What is necrolytic acral erythema?
Necrolytic acral erythema is a clinically distinct entity affecting the skin of the toes and tops of feet, seen predominantly in patients with hepatitis C.
Necrolytic acral erythema
Who gets necrolytic acral erythema?
Necrolytic acral erythema was first described in hepatitis C-positive patients. A study in the US suggested it develops in 1–2% of patients with chronic hepatitis C, and most studies report this to be the commonest association for this skin sign [see Viral hepatitis].
A small number of affected patients are seronegative for hepatitis C. The next most common association reported has been zinc deficiency occurring with various other disorders including coeliac disease and Crohn disease.
All reported cases have been in skin of colour including Asians and Africans, with an equal sex incidence, and a mean onset of 40–45 years of age (range 11–78 years).
What causes necrolytic acral erythema?
The aetiopathogenesis of necrolytic acral erythema appears to be multifactorial and may involve genetic factors, nutritional deficiency (specifically zinc), and liver dysfunction resulting in low blood levels of albumin, glucagon, and amino acids.
Although Japan has a very high rate of chronic hepatitis C infection, no cases have been reported from Japan. This may reflect the predominant hepatitis C genotypes in that population or predisposing genetic factors.
Zinc is an essential cofactor for replication of the hepatitis C viral genome.
Viral load and immunosuppression do not appear to be risk factors.
What are the clinical features of necrolytic acral erythema?
Necrolytic acral erythema can be the first sign of hepatitis C infection or zinc deficiency, presenting as a symmetrical acral rash.
Necrolytic acral erythema typically affects the tops of the toes and feet. Sometimes the skin lesions occur on the ankles, knees, and legs, and rarely the hands, elbows, genitalia, and buttocks. Palms, soles, and nails are almost always spared.
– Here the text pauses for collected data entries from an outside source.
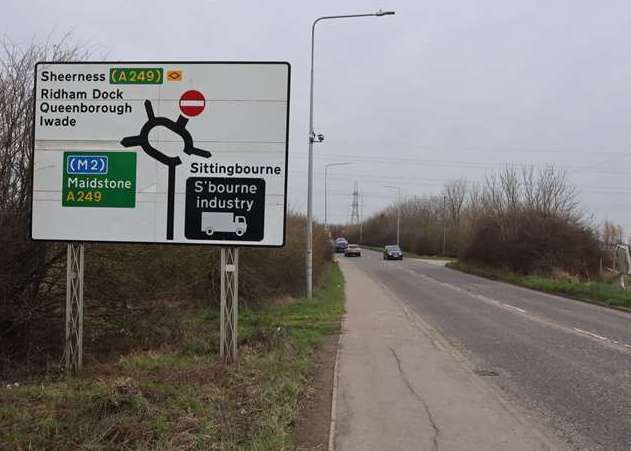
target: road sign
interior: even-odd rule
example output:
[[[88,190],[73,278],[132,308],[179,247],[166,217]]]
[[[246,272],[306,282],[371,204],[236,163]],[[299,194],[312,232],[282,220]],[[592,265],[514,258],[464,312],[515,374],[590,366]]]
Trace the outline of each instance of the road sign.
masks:
[[[204,111],[205,106],[206,99],[204,98],[204,94],[199,91],[186,91],[182,94],[182,97],[180,97],[180,110],[185,116],[199,116],[202,114],[202,111]]]
[[[167,81],[182,81],[182,71],[181,70],[167,71]]]
[[[284,244],[288,63],[38,63],[35,81],[33,239]]]

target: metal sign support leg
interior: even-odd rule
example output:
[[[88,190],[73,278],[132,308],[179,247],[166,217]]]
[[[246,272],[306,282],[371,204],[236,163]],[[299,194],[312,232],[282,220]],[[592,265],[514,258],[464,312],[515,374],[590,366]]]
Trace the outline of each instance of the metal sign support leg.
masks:
[[[66,257],[66,343],[67,371],[77,373],[83,363],[83,243],[69,243]]]
[[[221,313],[219,356],[226,363],[238,360],[239,248],[221,248]]]

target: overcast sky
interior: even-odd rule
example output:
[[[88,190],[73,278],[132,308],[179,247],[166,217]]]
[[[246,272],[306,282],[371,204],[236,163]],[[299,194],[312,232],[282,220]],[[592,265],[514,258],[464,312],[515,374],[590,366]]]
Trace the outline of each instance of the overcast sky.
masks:
[[[310,26],[316,43],[315,214],[348,220],[506,164],[569,171],[586,210],[631,232],[631,2],[608,0],[3,0],[18,44],[72,31],[110,60],[292,65],[289,203],[306,205]]]

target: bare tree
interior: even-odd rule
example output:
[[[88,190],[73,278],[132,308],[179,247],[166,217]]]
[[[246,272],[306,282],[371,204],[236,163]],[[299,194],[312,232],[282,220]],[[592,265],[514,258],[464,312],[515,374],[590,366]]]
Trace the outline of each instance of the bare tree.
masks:
[[[601,228],[601,239],[605,246],[612,248],[616,244],[624,243],[624,229],[619,224],[611,221],[605,221]]]
[[[507,166],[482,183],[454,180],[441,195],[413,196],[400,207],[401,244],[420,254],[441,252],[445,236],[448,254],[477,246],[470,254],[480,261],[488,257],[489,263],[504,259],[517,265],[521,259],[528,261],[524,268],[566,265],[589,274],[599,252],[575,188],[566,172],[554,166]],[[365,222],[370,244],[391,240],[394,222],[388,218],[395,209],[388,207]],[[611,239],[623,236],[610,229]]]
[[[85,59],[87,51],[68,44],[31,44],[22,48],[0,39],[0,211],[23,214],[30,200],[33,84],[38,61]]]
[[[570,184],[567,172],[546,166],[535,172],[535,169],[522,169],[524,187],[524,207],[546,216],[560,216],[576,219],[578,216],[578,200],[576,188]]]
[[[0,38],[0,341],[13,343],[28,359],[33,319],[54,308],[46,293],[58,281],[51,265],[61,259],[58,247],[29,240],[31,199],[34,68],[38,61],[83,59],[87,52],[69,44],[18,46]],[[15,347],[3,346],[2,362]],[[1,368],[0,368],[1,369]]]
[[[453,225],[460,224],[462,210],[467,196],[467,181],[458,179],[448,182],[445,185],[445,198],[447,200],[447,209]]]
[[[504,211],[516,212],[521,207],[522,185],[516,168],[507,166],[498,174]]]

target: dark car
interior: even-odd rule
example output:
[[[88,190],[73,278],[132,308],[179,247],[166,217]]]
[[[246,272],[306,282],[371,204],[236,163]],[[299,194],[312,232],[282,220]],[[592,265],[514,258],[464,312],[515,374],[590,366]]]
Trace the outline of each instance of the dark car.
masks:
[[[335,239],[335,253],[343,254],[346,248],[348,247],[348,241],[346,238],[336,238]]]
[[[383,248],[384,260],[403,260],[403,251],[396,244],[389,245]]]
The skin lesions are usually painful or sometimes itchy or with a burning sensation.
Acute necrolytic acral erythema
The acute skin lesions are red with a margin of erosions or flaccid blisters.
Chronic necrolytic acral erythema
- Initial phase: papules and plaques
- Dusky or eroded centre.
- Well-developed phase: plaques
- Papules and plaques coalesce
- Large, well-demarcated
- Hyperpigmented, thick with adherent scale
- Occasional pustules.
- Late phase: plaques
- Thin, circumscribed, psoriasiform
- Well-defined dark red rim.
Necrolytic acral erythema
Images reproduced with permission from the authors: Inamadar AC, Shivanna R, Ankad BS. Necrolytic acral erythema: current insights. Clin Cosmet Investig Dermatol. 2020;13:275–81.
Dermoscopy of necrolytic acral erythema
- Brown-white background
- Dull white scale
- Central white and yellow globules, brown globules at the periphery
- Scattered irregular red dots in the centre
What are the complications of necrolytic acral erythema?
- Consequences of missing the diagnosis of hepatitis C infection
How is necrolytic acral erythema diagnosed?
Necrolytic acral erythema should be suspected on the skin signs in an appropriate clinical setting.
Skin biopsy shows the same histological features as necrolytic migratory erythema: hyperkeratosis with parakeratosis, epidermal spongiosis and focal necrosis, mixed superficial dermal inflammatory infiltrate.
Blood tests should include:
- Liver function tests
- Hepatitis C serology
- Serum zinc
- Other tests as clinically indicated — may include hepatitis B and HIV serology due to the similar mode of transmission.
What is the differential diagnosis for necrolytic acral erythema?
- Necrolytic migratory erythema
- Other nutrition-related skin conditions: pellagra, acrodermatitis enteropathica-like rashes, biotin responsive dermatoses
What is the treatment for necrolytic acral erythema?
- Oral zinc supplements — 220 mg twice daily
- Treatment of associated disorders
- Hepatitis C
What is the outcome for necrolytic acral erythema?
Necrolytic acral erythema follows a relapsing course of spontaneous remissions and recurrences. Skin changes rapidly settle with appropriate treatment, but can recur if treatment is stopped.